Based on the discussion from How to use Scala UDF in PySpark?, I am able to execute the UDF from a scala code for Primitive types, but I want to call scala UDF from PySpark which accepts a Map[String, String].
package com.test
object ScalaPySparkUDFs extends Serializable {
def testFunction1(x: Int): Int = { x * 2 }
def testFunction2(x: Map[String, String]) : String = { // use the Map key and value pair}
def testUDFFunction1 = udf { x: Int => testFunction1(x) }
def testUDFFunction2 = udf { x: Map[String, String] => testFunction2(x) }
}
The UDF1 works fine:
_f = sc._jvm.com.test.ScalaPySparkUDFs.testUDFFunction1()
Column(_f.apply(_to_seq(sc, [col], _to_java_column)))
But I am not sure how to execute testUDFFunction2 from PySpark:
_f2 = sc._jvm.com.test.ScalaPySparkUDFs.testUDFFunction2()
Column(_f2.apply(_to_seq(sc, [lit("KEY"), col("FIRSTCOLUMN"), lit("KEY2"), col("SECONDCOLUMN")], _to_java_column)))
This fails and generates the below exception:
Py4JJavaError: An error occurred while calling o430.apply.
: java.lang.ClassCastException: sc._jvm.com.test.ScalaPySparkUDFs.testUDFFunction2$$Lambda$3693/1231805146 cannot be cast to scala.Function4
at org.apache.spark.sql.catalyst.expressions.ScalaUDF.<init>(ScalaUDF.scala:241)
at org.apache.spark.sql.expressions.SparkUserDefinedFunction.createScalaUDF(UserDefinedFunction.scala:113)
at org.apache.spark.sql.expressions.SparkUserDefinedFunction.apply(UserDefinedFunction.scala:101)
at sun.reflect.NativeMethodAccessorImpl.invoke0(Native Method)
at sun.reflect.NativeMethodAccessorImpl.invoke(NativeMethodAccessorImpl.java:62)
at sun.reflect.DelegatingMethodAccessorImpl.invoke(DelegatingMethodAccessorImpl.java:43)
at java.lang.reflect.Method.invoke(Method.java:498)
at py4j.reflection.MethodInvoker.invoke(MethodInvoker.java:244)
at py4j.reflection.ReflectionEngine.invoke(ReflectionEngine.java:357)
at py4j.Gateway.invoke(Gateway.java:282)
at py4j.commands.AbstractCommand.invokeMethod(AbstractCommand.java:132)
at py4j.commands.CallCommand.execute(CallCommand.java:79)
at py4j.ClientServerConnection.waitForCommands(ClientServerConnection.java:182)
at py4j.ClientServerConnection.run(ClientServerConnection.java:106)
at java.lang.Thread.run(Thread.java:748)
I can easily do that from scala as:
val output = input.withColumn("result", testUDFFunction2(map(
lit("KEY1"), col("FIRSTCOLUMN"),
lit("KEY2"), col("SECONDCOLUMN")
)))
But I want convert that code in PySpark, I am not able to find good documentation.
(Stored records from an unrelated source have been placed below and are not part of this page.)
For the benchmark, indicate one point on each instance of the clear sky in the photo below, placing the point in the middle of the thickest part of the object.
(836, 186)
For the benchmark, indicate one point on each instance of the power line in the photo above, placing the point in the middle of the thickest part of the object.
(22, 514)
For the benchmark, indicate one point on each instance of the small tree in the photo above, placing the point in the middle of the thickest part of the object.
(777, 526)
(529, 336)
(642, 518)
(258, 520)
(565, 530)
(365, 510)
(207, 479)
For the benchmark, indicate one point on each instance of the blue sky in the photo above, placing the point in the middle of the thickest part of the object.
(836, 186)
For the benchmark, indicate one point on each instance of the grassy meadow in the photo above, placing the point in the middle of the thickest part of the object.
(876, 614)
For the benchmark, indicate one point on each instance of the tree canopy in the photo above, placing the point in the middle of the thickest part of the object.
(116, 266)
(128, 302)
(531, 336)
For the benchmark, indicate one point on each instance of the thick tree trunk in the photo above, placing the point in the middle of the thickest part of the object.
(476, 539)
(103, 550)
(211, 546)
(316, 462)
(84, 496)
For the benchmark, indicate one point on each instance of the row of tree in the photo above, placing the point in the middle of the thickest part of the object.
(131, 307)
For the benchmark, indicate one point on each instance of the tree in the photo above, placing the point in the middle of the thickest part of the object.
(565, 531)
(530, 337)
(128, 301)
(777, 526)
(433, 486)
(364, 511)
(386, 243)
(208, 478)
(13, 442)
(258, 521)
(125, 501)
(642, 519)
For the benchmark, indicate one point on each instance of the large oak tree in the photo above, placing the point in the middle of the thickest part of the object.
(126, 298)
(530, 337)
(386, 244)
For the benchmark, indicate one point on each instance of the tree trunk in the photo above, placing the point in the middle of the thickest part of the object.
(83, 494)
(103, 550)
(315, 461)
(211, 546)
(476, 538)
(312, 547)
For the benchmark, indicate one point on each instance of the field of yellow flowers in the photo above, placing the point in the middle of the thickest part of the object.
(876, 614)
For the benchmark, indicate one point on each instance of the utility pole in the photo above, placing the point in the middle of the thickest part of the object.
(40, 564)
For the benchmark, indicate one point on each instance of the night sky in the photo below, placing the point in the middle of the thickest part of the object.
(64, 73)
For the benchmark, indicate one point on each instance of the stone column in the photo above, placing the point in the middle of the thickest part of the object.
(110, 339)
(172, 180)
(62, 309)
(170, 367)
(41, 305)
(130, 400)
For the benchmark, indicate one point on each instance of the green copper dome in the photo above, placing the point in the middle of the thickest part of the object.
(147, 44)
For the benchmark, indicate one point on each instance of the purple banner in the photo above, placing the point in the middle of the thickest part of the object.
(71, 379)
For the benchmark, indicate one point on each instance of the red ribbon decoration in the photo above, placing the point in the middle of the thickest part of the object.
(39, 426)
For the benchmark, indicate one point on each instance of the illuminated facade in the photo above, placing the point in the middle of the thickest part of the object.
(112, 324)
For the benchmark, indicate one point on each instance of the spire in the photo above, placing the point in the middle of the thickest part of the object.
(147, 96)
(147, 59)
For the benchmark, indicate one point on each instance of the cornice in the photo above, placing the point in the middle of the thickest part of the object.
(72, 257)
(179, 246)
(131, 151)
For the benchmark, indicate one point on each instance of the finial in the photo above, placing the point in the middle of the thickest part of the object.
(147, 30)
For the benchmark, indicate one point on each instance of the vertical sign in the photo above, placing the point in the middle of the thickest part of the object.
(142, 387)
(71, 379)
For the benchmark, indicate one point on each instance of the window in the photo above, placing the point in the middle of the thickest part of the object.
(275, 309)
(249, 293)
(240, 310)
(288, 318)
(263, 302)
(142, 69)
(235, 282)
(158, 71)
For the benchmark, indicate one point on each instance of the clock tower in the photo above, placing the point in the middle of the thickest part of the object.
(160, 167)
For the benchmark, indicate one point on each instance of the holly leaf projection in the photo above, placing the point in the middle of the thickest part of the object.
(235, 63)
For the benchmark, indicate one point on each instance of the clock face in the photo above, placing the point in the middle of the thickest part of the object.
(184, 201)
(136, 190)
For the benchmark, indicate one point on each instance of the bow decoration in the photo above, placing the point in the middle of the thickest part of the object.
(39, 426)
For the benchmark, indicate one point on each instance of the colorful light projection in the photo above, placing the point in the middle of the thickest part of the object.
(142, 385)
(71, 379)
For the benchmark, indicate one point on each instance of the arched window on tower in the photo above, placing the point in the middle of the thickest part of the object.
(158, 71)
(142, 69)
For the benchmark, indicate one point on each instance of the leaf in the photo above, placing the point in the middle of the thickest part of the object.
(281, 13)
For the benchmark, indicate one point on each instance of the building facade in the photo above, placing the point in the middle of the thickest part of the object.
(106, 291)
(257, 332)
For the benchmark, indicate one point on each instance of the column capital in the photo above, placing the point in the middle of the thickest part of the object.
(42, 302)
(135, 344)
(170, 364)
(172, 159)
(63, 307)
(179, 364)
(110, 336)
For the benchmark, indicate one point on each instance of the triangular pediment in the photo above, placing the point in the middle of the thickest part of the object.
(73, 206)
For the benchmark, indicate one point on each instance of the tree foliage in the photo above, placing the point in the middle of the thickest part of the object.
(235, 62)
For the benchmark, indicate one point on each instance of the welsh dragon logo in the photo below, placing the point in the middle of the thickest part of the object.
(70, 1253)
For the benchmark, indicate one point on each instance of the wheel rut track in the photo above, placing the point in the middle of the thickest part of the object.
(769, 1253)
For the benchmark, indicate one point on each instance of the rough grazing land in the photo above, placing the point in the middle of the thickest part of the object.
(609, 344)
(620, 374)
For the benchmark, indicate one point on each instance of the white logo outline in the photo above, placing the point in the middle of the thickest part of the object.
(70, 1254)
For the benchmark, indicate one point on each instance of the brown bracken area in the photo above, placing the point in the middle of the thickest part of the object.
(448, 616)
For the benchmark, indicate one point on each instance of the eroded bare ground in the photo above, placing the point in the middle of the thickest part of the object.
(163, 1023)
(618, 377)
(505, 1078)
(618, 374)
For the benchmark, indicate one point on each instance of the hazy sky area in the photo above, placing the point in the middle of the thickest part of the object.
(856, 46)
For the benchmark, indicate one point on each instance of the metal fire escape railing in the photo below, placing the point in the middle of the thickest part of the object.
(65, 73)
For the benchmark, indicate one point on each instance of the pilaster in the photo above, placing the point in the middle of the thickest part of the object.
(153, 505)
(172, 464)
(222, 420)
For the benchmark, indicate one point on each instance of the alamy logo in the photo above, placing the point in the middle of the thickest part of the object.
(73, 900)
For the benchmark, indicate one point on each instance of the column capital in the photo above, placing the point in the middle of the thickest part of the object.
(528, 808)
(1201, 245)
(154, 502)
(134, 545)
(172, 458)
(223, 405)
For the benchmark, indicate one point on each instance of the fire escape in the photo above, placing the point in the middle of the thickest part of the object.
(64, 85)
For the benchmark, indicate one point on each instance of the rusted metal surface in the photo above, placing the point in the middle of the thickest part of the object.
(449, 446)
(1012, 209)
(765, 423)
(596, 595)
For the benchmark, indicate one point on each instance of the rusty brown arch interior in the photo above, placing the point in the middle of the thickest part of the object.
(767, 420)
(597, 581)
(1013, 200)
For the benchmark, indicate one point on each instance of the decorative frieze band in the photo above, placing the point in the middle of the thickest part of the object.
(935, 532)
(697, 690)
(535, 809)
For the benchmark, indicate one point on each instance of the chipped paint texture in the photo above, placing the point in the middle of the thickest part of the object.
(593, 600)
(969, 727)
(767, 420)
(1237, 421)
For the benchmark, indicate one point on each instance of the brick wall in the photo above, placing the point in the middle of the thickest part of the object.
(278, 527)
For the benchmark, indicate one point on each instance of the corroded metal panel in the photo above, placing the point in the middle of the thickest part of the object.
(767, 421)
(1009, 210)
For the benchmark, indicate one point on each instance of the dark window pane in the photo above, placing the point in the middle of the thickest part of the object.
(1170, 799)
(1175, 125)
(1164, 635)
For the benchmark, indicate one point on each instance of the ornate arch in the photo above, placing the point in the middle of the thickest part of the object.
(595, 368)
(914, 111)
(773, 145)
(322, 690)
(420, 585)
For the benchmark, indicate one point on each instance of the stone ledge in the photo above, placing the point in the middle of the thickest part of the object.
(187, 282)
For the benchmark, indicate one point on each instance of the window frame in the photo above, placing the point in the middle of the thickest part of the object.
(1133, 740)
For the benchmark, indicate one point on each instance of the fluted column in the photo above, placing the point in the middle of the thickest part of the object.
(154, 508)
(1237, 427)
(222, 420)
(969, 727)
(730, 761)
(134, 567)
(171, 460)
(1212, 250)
As mentioned in https://spark.apache.org/docs/3.2.1/api/java/org/apache/spark/sql/expressions/UserDefinedFunction.html, there are only two apply methods which accepts list of Column arguments. Any recommendations how I can proceed?
I tried create_map function in pyspark.sql.functions but that doesn't work with Col types.
CodePudding user response:
I can see the problem with how you are calling the function.
You need to change the following line:
_f2 = sc._jvm.com.test.ScalaPySparkUDFs.testUDFFunction2()
Column(_f2.apply(_to_seq(sc, [lit("KEY"), col("FIRSTCOLUMN"), lit("KEY2"), col("SECONDCOLUMN")], _to_java_column)))
As, the function can be called using 'map' method in scala, there is an equivalent method 'create_map' in pyspark. Only thing you need to do is:
from pyspark.sql.functions import create_map
_f2 = sc._jvm.com.test.ScalaPySparkUDFs.testUDFFunction2()
Column(_f2.apply(_to_seq(sc, [create_map(lit("KEY"), col("FIRSTCOLUMN"), lit("KEY2"), col("SECONDCOLUMN"))], _to_java_column)))
That way, you will be able to call the function and solve ClassCastExceptions.